お料理評論家になりませんか。

パルマローザが行なった
4月29日の写真撮影会に続く
フォトコンテスト(フォトコン)の選評が終わった。
(このホームページの「スタンバイ・スマイル」参照)
http://palmarosa.exblog.jp/
大好きな仕事であるがために思いきり力が入り、
終わったらぐったりした。

その理由の1つは、
日本でもっともメジャーなフォトコンで
「第一席」を受賞し、授賞式に出席したが、
選者の著名カメラマンたちの選評が
あまりにもたどたどしいので、がっくりした経験があるからだ。
途中で「私が代わりましょうか」と、
出ていきたい衝動を抑えるのに苦労した。
また、テレビ番組で見るデジカメ写真教室でも、
指導するカメラマンは「いいですね」「いいですよ」を
繰り返すばかりで、改善すべき点をまったく指摘しない。

非言語的な創作活動をしている人たちだから、
ハレの舞台で、作品評を論理的に展開するのが不得手なのだろう。
仲間と、酒でも飲みながら論じれば、
もっとイキイキした論評ができるのだとは思うのだが。

そんな実情を考えると、
私が50年近くかかわっている水中写真の世界は、
なかなか作品評の水準が高いところだと改めて思う。
正確にいえば、水中写真家・舘石 昭氏が主宰する
『マリンダイビング』(水中造形センター)の
長きにわたるフォトコンテストである。

ここでは、その回ごとに
作家や漫画家、海洋生物学者などを選者として招き、
発表会場でも、誌上の座談会でも、
その人たちに多角的に論評を求めている。

私がグランプリを受賞した、
第11回 水中写真コンテストについては、
1982年2月号に、3名の審査員による座談会を載せている。
私の作品についてのコメントを引いてみよう。

審査員は、作家の畑 正憲氏、村上 龍氏、
水中写真家の舘石 昭氏である。

編集部「まずグランプリを獲得した『イワシの春』は、大橋禄郎さんの作品です。
この作品を推薦された畑さん、いかがですか?」
畑 「この人、さすがにキャッチフレーズのつけ方がうまいですね。
それと、この作品は奇をてらったものではなく、ごく平凡な風景を
さりげなく撮って表現力を持たしていますね。
だから見ていて見飽きないし、多くの人に愛される作品じゃないかと思います。
また、色彩のバランスも実にいいですね。

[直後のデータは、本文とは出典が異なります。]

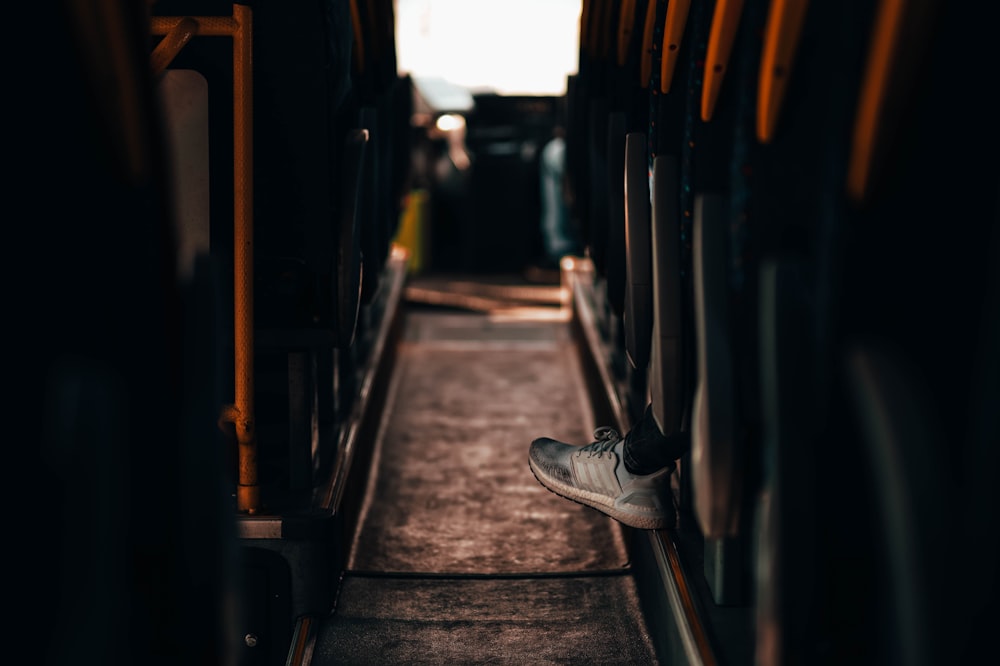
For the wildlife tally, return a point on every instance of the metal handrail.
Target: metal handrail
(177, 32)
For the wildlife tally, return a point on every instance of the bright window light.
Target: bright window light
(508, 47)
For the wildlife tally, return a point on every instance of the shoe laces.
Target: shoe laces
(605, 438)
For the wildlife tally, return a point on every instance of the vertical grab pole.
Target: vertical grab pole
(248, 490)
(240, 28)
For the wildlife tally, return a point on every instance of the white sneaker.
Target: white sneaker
(595, 475)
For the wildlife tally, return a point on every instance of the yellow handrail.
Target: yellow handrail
(239, 26)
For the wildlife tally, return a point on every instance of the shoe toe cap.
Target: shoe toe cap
(550, 457)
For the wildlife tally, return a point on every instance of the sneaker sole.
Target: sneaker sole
(600, 502)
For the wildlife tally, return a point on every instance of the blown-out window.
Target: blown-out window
(508, 47)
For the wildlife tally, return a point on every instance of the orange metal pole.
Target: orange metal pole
(240, 27)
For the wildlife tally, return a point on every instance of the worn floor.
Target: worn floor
(460, 556)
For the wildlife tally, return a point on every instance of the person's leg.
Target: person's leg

ただ、ちょっと魚の群れが乱れているのが
気になりますけれど、すぐれた作品だと思います」

村上 「ひと口にいうと印象派の作品みたいですね。
ドキッとするような写真ではないけれど、
壁に貼っていつまでもながめていたくなるような作品ですね。
今回のコンテストの中では、一番見飽きない作品だと思いますね」
舘石 「この作品は、最初見たときからいいなと思ったんだけど、
何回も見ていくうちにますますよくなっていくんですよ。(中略)
それと、この作者は、肩に力を入れないで淡々と水中写真を撮って
楽しんでいる。その姿勢がいいですね。
技術的には充分なところまでいっているのだから、
その達観した感じがいいんじゃないかな。
見ていて心が休まるというか……」(中略)

畑「こういっちゃ作者に悪いかもしれませんが、
ぼくはこの作品にアマチュア精神を感じるんですね。
ベテランダイバーが計算しつくして、色がどうだ、
光がどうだといって撮った作品でなく、ホンダワラのところを潜ったら魚が来た、
それをたまたま撮った。そういう、計算しない感じが、
ぼくたちの心を慰めてくれる作品になったような気がしますね。
プロだけでなく、アマチュアでもよい仕事をやる人がいる。
その典型のような気がします」
村上「精神がすごく素直だというのがピタッときますね」
舘石「うん、そのへんがスゴイんだなあ」(以下略)

一部の引用だが、ほとんど絶賛である。
これだけの豪華メンバーが、
一作品にこれだけのコトバを使い、これほどの賛辞を送ってくれる、
思えばよい環境の中で水中写真を楽しんできたものである。
それに比べると、
「お前の選評は冷たい」といわれるかもしれない。
反省点の1つではある。
が、やはり弱点、改善点を指摘しないと、
技術は進歩しないと思うので、
黙っているわけにはいかない。

写真にしろ絵画にしろ、
音楽にしろスポーツにしろ、
非言語的な世界にも、それらの鑑賞論や評論は必要。
評論のない文化や文明は、まだ未熟といわざるを得ない。

料理や食事に評論家はいるのか。
「料理研究家」はいても「料理評論家」はいない。
フランスには「ミシュラン」があるが、
星の数では「評価」はできても「評論」にはならない。
辰巳芳子さんあたりは、
無意識的に評論家の役割を果たしているかもしれない。
飲食店の料理などは、客が評論家といえなくもない。
しかし、言語能力、評論精神のない者の評価は、
「スゴ~イ」「カワイイ」「どうやって作るんですか」
程度のものだから、板前やシェフは堕落する。
軽口をたたく程度の料理人が、
「軽妙な語り口で人気の……」と持ち上げられて
舞い上がってしまっているのが現状である。

以前、「外食・中食評論家」の仕事を
してみたいと思ったことがあるが、
いまは、そういう時間もなくなった。
だれか希望者があれば後押しをして、
10年以内には看板を掲げるくらいのプロに
仕立てる自信があるのに、手をあげる人はいない。

さて、フォトコンの話に戻る。
今回の受賞のコトバを読んで、
この撮影会に参加した人たちの言語表現力も
ナミでないことを再確認した。

撮影会やフォトコンテストの規模の大小と、
作品のレベル、論評や受賞のコトバのレベルを
過小評価しないことである。
日本は、いや世界は、
思っているほど大きくはないのだから。